Australian immigration law allows a ban on re-entry into the country for up to three years after visa cancellation under certain conditions – but it is not clear whether Djokovic will face such a penalty.

The Professional Tennis Players’ Association said in a statement on Friday that Djokovic had confirmed his well being.

“With the utmost respect for all individual views on vaccination, both vaccinated athletes and unvaccinated athletes (with an approved medical exemption) should be given the freedom to compete,” the association co-founded by Djokovic said. “We will continue to support and support our members and all players in a way that is acceptable to them.”

Australia has vowed never to allow these people to settle on its soil.  some have just got a visa

According to human rights lawyer Alison Battison, who has four clients inside the Park Hotel, visitors to Australia without the correct visas are usually handcuffed and taken to an immigration detention center in an unmarked van with blacked-out windows. is gone.

“It’s an incredibly painful and inhumane process,” she said.

Video from the Park Hotel shared with CNN shows detainees in small rooms that include a double bed, a TV and a few chairs. Asylum seekers have access to a ladder that leads them to the roof where they are able to smoke. It is not clear whether Djokovic is living under the same conditions.

“It’s a window, we can’t open it at any stage,” said one of the detainees, Adnan Chopani, in a video filmed for CNN.

While footage filmed by Chopani shows the hotel to be neat and tidy, there have been reports of issues in the past. According to Battison, there was a Covid outbreak at the facility last year, and detainees have reported finding insects in their food.

other prisoners

For the 30 or so refugees held at the hotel, the media spotlight on Djokovic is hard to swallow.
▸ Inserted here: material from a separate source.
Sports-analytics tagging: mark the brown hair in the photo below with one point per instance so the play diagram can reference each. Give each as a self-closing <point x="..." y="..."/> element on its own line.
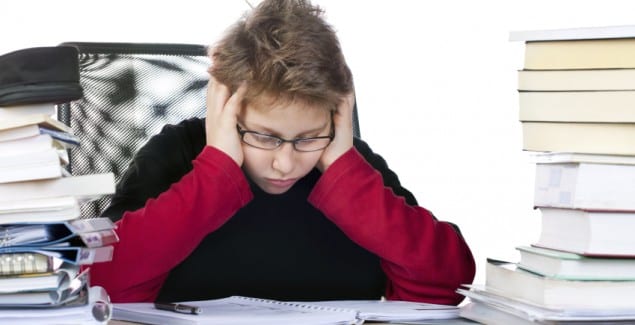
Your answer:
<point x="286" y="49"/>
Many have been held in custody for years – and there is little hope of ever getting out.

Mehdi, who asked to use only one name to protect his family, fled Iran when he was 15 and remained in Australian custody for more than eight years with limited access to education or health care.

Mehdi, who turned 24 on Friday, said, “I have finished my time.” “We are suffering, we are tired and we are tired… you are in indefinite custody, which means they can keep you for as long as they want.”

Cousins ​​Adnan Chopani and Mehdi were 15 when they fled Iran.  Now, he is 24 and still in immigration custody.

Chopani said he and his fellow detainees were sitting in their rooms, many of whom were taking medication for depression. Chopani is Mehdi’s cousin, and left Iran when he was 15. He dreams of walking down the street or going out for coffee.

“It’s unbelievable,” he said. “I think it’s just a nightmare… We live in the 21st century, in a country that believes in democracy and is still treating innocent people like this.”

While it is unclear whether Djokovic will be allowed to play at Melbourne Park this month, the tennis star will eventually be kicked out of the hotel.

Former Australia national team footballer Craig Foster, who has advocated on behalf of the asylum seekers, says he hopes at least something good can happen from the situation.

“In a way, it is good for the world to see how Australia is treating our entrants, whether they are asylum seekers or refugees, or indeed athletes like Novak, who on the documentation on their visas, obviously gone wrong,” he said.

“If anything, we are hoping that this whole shameful saga will put Australians in a position where they can understand more of the plight of these people.”